When Dreams Hover
- Christian
- Nov 2
- 2 min read
A man walked by our table while my wife and I were eating dinner tonight. He didn’t do anything wrong. Just walked by. But it hit me like a punch to the gut.
All I could think about was that dream. The one that didn’t really happen, but feels like it did. I don’t know why my body reacts like this. My stomach hurts. My chest feels tight. I want to crawl out of my skin.
I hate that something as small as a stranger passing can make everything inside me twist like this. I want to feel normal again.
I hate that a dream is affecting me like this. I was fine all day, so I really thought it would fade out. Maybe it still will… it’s the same day after all. It just makes me feel broken, and I don’t like that. I also don’t like who it’s associated with.
I don’t think I’m ready to head into this kind of territory with my new therapist. Actually, I know I’m not. And that’s what makes this harder. I don’t have anyone to talk through it with. I know it might seem dramatic to be this affected by a dream, but if you could be in my skin for a moment, I think you’d understand how alive it feels.
This is when my grief likes to surface too. When I have this deep feeling of aloneness. Of needing someone who can sit with me so I’m not stuck in this alone. It’s profoundly painful. Heartbreakingly painful.

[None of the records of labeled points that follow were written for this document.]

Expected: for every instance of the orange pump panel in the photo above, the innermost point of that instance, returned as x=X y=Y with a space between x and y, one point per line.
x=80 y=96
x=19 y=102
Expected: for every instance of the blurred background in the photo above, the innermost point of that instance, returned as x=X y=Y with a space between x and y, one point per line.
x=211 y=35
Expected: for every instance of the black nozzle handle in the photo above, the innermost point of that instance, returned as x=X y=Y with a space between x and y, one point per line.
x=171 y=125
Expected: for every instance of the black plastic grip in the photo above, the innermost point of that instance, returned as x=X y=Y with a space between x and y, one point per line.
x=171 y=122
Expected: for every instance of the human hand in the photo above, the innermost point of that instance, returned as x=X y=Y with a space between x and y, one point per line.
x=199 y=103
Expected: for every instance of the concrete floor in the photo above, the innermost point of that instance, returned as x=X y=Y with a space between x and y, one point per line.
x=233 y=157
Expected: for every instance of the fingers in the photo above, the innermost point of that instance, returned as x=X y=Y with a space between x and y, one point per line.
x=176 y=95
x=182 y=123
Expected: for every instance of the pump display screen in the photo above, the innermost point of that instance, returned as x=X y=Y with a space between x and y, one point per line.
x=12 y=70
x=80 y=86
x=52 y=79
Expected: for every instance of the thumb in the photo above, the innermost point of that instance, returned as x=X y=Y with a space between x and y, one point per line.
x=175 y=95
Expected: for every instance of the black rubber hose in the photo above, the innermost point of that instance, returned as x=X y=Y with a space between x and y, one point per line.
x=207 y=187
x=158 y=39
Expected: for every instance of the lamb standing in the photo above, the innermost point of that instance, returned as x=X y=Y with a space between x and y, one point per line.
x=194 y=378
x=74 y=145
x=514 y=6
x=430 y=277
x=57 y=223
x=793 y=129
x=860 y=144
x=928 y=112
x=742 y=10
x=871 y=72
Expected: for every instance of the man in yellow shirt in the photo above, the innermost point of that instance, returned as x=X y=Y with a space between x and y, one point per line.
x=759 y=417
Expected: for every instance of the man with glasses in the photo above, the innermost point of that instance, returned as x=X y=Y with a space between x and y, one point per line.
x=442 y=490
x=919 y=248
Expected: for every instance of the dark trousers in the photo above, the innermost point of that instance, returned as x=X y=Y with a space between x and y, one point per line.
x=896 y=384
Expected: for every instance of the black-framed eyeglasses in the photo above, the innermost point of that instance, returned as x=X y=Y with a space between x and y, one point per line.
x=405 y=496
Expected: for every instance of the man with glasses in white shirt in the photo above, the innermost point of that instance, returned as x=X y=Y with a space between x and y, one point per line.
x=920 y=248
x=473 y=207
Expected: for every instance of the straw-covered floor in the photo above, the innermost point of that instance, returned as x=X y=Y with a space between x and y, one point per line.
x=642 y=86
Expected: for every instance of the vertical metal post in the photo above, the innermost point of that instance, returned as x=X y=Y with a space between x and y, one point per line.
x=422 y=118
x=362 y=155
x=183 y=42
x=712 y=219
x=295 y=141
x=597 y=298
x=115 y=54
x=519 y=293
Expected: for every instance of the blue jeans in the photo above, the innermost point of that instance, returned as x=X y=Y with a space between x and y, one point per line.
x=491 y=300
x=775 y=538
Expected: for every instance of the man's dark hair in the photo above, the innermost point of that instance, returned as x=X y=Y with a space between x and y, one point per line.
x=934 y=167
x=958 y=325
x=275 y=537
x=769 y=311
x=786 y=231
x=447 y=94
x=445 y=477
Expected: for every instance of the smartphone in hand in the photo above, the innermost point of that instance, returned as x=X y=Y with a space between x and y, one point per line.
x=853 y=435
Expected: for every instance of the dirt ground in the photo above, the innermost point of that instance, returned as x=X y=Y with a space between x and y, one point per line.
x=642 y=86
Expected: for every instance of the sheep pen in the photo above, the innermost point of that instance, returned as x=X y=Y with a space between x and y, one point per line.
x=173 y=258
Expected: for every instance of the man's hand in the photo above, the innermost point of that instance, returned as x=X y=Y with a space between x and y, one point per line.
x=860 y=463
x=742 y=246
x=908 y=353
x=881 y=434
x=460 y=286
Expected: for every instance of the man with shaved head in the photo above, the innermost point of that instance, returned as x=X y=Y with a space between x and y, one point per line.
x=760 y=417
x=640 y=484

And as I fill with this familiar grief, I also have the grief of knowing my grandmother’s cat (the one I adopted when she passed) doesn’t have much longer with us. Well fuck, it really likes to hit me all at once, doesn’t it.
Listen, I’m grateful for the break in the internal chaos when I get it, but if I could not experience the tsunami of emotions after, I’d also like that too.
Authors Note:
I’ll be okay. Writing it out really is cathartic on its own. Maybe this is just a heavy moment, and it’ll pass.